Мистер Уорд, так она меня назовет, не Лайман. Пятьдесят лет назад мы с ней играли вдвоем, не сказать что при полном одобрении моей бабушки. Интересно, как бы та отреагировала, если бы увидела нас без трусов на пыльном сеновале у Эттлов? Но Ада не злоупотребляет нашим детским знакомством. Пресловутая демократия Запада на наших отношениях никогда не сказывалась, только демократия детства. Ее дед работал у моего деда, ее отец у моего отца на этом самом руднике “Зодиак”, на старом руднике, чьи кротовые норы пронизывают холм прямо под нами (потому‑то дом и просел так горбато). Три поколения Тревитиков и Хоксов работали у трех поколений Уордов. Запад не так юн, как может показаться.

К счастью, она рослая и не по‑женски сильная. Приветливая, надежная, свойская. Со мной и моими проблемами обращается так же буднично, как меняла бы подгузник младенцу. Да я и правда, мне думается, ее младенец, как и мой отец в свои последние годы. Хочется ли ей, чтобы все Уорды вымерли и дали ей наконец отдых, или она чувствовала бы пустоту, не останься никого из нас на ее попечении? Тревожит ли ее моя нагота, когда она раздевает меня и купает? Бегут ли у нее мурашки от вида моей культи? Каменеет ли она, взглянув на мою неподвижную голову Горгоны? Как она обо мне думает – как о старом друге, как о бедном Лаймане, как о несчастном мистере Уорде, как о нелепом уродце – или просто как о предмете, с которым надо разобраться, как о чем‑то вроде грязной засохшей сковороды?

Как бы ты обо мне ни думала, поторопись, Ада. Мне нужна эта ванна, эта постель и этот глоток бурбона перед сном. Как бы ты обо мне ни думала, я приучился не думать о себе никак. Я двигаюсь по наезженной колее, я позволяю платной помощнице оказывать мне такие услуги, каких ни за что не принял бы от жены, когда еще не был нелепым уродцем. Когда ты загораживаешь дверной проход своим дородным телом, когда уютно шаркаешь своими шишковатыми артритными ступнями, душа благодарно устремляется из меня наружу.

У нас уже установилась комфортабельная рутина, мы выполняем привычные действия, успокоительные на каждом этапе.

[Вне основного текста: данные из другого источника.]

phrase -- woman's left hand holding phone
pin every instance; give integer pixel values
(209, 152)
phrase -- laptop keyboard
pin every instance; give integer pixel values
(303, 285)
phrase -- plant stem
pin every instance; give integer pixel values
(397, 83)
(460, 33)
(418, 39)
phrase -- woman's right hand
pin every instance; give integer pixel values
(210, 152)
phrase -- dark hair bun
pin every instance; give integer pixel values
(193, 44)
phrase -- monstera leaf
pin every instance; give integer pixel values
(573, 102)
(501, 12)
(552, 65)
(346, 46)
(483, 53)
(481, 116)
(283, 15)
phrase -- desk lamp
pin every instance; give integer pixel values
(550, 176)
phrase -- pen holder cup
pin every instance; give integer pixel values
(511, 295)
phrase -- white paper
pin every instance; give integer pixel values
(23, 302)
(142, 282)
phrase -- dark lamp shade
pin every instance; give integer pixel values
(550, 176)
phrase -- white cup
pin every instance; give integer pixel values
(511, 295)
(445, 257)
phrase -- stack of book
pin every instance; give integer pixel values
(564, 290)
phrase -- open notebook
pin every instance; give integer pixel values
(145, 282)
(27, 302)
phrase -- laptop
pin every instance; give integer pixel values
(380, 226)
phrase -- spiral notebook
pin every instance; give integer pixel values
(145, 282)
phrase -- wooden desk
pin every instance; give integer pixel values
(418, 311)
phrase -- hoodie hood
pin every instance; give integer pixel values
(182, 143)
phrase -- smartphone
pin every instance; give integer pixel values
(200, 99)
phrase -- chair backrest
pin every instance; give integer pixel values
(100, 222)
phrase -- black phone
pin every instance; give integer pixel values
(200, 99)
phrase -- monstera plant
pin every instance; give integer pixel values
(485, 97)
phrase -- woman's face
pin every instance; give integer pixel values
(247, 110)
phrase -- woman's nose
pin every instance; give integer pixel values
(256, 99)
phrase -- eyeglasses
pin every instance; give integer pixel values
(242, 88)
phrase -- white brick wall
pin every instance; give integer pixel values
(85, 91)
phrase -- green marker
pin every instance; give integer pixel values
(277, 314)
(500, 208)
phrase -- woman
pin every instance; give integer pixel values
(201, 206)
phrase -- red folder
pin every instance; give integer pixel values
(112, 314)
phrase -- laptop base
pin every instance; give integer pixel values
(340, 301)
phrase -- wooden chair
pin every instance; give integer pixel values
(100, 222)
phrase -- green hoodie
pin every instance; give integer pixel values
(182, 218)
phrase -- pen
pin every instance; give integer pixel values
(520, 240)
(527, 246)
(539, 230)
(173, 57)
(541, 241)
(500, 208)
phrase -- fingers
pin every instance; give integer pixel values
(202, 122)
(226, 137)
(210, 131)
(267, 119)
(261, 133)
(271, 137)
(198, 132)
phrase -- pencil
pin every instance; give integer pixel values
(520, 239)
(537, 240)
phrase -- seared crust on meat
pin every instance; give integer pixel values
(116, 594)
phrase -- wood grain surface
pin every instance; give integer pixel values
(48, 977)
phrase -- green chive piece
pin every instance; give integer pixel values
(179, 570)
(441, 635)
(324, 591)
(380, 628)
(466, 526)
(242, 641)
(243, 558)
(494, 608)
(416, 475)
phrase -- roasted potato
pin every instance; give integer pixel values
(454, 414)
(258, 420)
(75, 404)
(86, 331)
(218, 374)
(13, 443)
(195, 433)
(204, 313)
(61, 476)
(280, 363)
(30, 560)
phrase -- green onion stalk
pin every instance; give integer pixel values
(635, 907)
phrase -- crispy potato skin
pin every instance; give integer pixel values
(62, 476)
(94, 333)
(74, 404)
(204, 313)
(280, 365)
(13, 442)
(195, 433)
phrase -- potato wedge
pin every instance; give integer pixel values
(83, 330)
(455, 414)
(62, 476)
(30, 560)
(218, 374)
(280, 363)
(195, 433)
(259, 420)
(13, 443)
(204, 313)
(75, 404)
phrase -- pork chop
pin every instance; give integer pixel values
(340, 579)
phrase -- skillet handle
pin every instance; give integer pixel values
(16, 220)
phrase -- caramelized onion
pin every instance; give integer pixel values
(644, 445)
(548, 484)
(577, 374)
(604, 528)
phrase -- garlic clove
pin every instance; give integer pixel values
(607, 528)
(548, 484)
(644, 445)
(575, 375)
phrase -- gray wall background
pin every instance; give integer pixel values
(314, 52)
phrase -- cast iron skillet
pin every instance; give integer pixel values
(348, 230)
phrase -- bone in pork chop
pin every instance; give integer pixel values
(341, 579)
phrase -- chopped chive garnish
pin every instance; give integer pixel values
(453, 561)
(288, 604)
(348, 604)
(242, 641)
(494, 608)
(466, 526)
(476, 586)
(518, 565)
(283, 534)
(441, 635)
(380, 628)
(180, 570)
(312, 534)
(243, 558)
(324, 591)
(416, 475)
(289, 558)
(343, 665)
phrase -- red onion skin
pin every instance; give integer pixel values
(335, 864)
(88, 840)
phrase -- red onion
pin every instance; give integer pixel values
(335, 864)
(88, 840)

Пока она наполняет ванну, я вкатываюсь в своем кресле в спальню и жду у двери ванной комнаты. С костылями мы не связываемся. Она помогает своему нелепому болванчику встать, и он жмется к ней, пока она деформированными пальцами, чьи концевые фаланги вывернуты чуть ли не под прямым углом, управляется с молниями и пуговицами. На свой артрит она не жаловалась мне ни разу – считает пустяком в сравнении с моим артритом. Кряхтя от усилия, поднимает меня – она сказала бы: “подымаю” – с подножки кресла, ставит на пол, и я стою, цепляюсь, терпя обычную боль, голый, беспомощный, пока она плещется рукой в ванне, проверяя воду. Потом возвращается, “подымает” своего калеку-болванчика, как он есть, в воздух, последняя одежка падает с его ног, и, кряхтя и пыхтя, она опускает его в ванну.

Вода такая горячая, что мою зарубцевавшуюся культю колет иглами и жжет огнем, но такой она и должна быть, чтобы боль утихла и я смог спать. С неуклюжим усилием Ада опускается на колени и без всякого стеснения мылит меня всего целиком и окатывает. Ее гнутые пальцы скребут мою кожу, как сухие ветки. Ее болванчик сидит неподвижно, уставившись прямо перед собой на ванные приспособления, выступающие из стены. Покончив с мытьем, она сильно наклоняется вперед, берет руки болванчика и заводит себе за шею. Затем подается назад и вверх, и вот он, ее волосатый младенец, поднят, голый и розовый, с ярко-красной культей. Брызги с него намочили перед ее платья, его неподвижная голова пялится поверх ее плеча.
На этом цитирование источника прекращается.